There are lots of people on the Hill who will use the President’s failure to push for repeal this year as a signal that they shouldn’t do it, period. That’s why Barney Frank said last week that the President’s silence is now costing us votes. All of this is exacerbated by members of the President’s legislative team telling Hill offices that they don’t want repeal this year, as we learned via SLDN’s Aubrey Sarvis on Monday. Then again, it doesn’t sound like Gibbs wants it either. And we know Deputy Chief of Staff Jim Messina doesn’t.
The White House political team “misjudged the level of patience among LGBT and grassroots activists on this” and other issues. They’re making a calculation that it’s a better political move to hold off on repeal until next year or later. They probably expect cover from the Human Rights Campaign and other connected gays, and they’ll probably get it. But HRC is not the powerhouse it once was, or we wouldn’t be in the current predicament of voting for a President who is now breaking his top promises. I have no doubt that someone inside the White house political shop is asking: “What are they going to do? Vote Republican?” What I fear is that a lot of people – gays, enviros, women, labor, Latinos, and more, may simply not vote at all. Turnout matters. It’s Elections 101. So spare us the “who are you going to vote for, Palin?” talk.

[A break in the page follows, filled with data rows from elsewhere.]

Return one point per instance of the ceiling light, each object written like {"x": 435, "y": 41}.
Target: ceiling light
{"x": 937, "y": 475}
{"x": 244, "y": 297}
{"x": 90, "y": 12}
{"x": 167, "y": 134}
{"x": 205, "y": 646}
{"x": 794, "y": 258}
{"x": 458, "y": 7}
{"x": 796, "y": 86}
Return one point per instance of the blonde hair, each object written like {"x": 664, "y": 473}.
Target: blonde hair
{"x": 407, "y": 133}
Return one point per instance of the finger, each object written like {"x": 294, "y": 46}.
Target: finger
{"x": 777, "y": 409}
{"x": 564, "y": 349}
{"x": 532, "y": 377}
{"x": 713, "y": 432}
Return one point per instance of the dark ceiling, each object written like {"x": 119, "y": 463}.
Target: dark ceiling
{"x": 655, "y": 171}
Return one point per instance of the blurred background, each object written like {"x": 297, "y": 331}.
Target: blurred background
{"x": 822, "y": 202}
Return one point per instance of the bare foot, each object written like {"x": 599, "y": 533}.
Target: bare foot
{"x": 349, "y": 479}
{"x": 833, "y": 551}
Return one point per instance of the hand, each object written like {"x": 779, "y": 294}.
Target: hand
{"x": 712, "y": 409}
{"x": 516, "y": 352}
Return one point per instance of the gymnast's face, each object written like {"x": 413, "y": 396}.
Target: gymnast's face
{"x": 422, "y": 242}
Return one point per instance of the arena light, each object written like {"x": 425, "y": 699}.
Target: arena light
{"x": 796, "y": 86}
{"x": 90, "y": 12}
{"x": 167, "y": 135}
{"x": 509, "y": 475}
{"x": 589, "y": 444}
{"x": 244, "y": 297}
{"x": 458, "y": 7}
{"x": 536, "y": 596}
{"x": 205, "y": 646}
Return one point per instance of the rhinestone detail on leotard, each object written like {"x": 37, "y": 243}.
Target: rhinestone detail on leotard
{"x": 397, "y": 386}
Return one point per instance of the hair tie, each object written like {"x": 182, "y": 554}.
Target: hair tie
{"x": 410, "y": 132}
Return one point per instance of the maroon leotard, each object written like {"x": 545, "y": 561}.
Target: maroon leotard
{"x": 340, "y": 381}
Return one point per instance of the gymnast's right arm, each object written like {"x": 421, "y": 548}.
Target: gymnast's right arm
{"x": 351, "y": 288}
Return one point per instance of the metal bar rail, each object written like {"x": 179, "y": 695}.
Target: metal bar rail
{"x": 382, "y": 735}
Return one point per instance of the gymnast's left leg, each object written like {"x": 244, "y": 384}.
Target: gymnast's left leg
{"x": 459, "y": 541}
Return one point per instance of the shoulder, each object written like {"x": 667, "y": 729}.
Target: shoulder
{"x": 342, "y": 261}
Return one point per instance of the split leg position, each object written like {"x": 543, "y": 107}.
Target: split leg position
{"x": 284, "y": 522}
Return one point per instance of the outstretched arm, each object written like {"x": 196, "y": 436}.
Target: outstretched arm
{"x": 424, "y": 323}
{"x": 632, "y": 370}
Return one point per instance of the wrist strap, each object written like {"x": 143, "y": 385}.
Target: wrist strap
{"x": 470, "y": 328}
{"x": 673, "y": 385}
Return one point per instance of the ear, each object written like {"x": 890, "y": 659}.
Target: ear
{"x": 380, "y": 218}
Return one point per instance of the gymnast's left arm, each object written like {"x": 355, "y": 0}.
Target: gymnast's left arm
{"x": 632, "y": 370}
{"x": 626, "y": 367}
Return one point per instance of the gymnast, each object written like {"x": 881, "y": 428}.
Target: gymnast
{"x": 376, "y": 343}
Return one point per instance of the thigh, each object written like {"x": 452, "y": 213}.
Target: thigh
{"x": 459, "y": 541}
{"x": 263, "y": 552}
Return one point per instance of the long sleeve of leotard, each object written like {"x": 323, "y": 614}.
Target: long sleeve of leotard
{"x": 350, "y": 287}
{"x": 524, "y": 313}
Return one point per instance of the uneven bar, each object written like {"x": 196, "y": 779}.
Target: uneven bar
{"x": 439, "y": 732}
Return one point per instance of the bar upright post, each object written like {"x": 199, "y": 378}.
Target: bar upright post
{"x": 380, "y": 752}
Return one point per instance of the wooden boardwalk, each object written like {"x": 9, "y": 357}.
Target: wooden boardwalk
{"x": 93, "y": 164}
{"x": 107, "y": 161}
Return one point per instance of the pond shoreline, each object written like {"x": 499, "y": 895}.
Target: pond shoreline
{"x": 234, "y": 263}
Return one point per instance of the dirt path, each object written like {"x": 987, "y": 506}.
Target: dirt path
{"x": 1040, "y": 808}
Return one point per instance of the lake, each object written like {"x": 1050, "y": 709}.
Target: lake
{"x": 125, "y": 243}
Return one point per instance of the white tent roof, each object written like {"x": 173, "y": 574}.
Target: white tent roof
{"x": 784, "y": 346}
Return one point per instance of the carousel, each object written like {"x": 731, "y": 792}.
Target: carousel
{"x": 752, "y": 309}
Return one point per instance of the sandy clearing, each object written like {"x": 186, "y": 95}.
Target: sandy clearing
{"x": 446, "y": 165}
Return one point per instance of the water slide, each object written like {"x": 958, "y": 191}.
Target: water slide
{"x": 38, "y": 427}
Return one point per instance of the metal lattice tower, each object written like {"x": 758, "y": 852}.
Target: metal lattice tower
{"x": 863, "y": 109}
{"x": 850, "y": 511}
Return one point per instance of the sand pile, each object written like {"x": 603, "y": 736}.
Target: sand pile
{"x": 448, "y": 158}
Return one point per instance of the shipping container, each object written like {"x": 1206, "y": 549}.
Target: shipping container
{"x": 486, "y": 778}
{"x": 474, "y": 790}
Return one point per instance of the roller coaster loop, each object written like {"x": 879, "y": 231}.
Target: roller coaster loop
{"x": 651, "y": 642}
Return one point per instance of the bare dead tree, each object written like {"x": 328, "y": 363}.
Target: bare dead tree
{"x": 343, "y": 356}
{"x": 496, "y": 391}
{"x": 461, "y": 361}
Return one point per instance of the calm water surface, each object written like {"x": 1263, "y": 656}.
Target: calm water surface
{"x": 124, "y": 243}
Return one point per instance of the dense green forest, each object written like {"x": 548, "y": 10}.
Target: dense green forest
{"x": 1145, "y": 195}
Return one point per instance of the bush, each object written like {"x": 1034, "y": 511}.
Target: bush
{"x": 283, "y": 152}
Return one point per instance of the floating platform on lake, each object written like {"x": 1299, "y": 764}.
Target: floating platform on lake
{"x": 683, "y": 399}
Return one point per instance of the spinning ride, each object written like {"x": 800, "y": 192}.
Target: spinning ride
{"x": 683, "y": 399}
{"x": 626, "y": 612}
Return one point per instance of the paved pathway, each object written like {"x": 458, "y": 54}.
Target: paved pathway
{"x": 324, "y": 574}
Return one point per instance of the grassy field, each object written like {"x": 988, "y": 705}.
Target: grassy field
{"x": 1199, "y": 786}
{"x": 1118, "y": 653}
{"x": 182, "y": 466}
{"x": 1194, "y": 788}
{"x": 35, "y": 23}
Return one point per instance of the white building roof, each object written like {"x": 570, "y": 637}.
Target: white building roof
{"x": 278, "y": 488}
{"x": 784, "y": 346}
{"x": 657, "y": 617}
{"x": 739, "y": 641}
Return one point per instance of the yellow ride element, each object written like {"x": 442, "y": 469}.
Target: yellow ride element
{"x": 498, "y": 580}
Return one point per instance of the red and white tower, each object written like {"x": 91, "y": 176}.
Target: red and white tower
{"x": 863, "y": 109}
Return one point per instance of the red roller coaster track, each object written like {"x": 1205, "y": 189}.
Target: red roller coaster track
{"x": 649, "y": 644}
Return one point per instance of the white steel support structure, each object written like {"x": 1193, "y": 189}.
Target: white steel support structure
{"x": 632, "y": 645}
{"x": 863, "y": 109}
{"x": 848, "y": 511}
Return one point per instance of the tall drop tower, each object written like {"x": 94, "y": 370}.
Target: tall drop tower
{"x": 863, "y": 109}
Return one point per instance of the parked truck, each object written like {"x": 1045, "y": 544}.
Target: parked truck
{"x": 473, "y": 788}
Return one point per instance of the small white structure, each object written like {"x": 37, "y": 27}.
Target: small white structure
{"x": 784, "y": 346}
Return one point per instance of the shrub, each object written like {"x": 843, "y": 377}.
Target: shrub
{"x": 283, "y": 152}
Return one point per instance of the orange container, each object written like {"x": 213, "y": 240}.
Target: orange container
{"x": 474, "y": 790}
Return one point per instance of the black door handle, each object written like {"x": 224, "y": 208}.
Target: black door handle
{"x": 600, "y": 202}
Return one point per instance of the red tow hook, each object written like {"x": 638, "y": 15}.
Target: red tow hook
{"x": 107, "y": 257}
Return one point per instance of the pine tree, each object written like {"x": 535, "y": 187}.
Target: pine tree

It’s condescending, and it ignores the reality of how much enthusiasm matters to a campaign.
If DADT isn’t repealed and ENDA isn’t passed this year, Obama is going to start his reelection campaign with a serious gay problem. And, it’s going to be even worse when the mastermind behind this failed DADT strategy, Deputy Chief of Staff Jim Messina, is named campaign manager. It’s all so unnecessary. Repealing DADT is a “no-brainer.” Polls show amazing support and even Dick and Liz Cheney are on our side.
I just think that the White House and the DNC are making a serious miscalculation as to how much damage they are causing with a core Democratic constituency.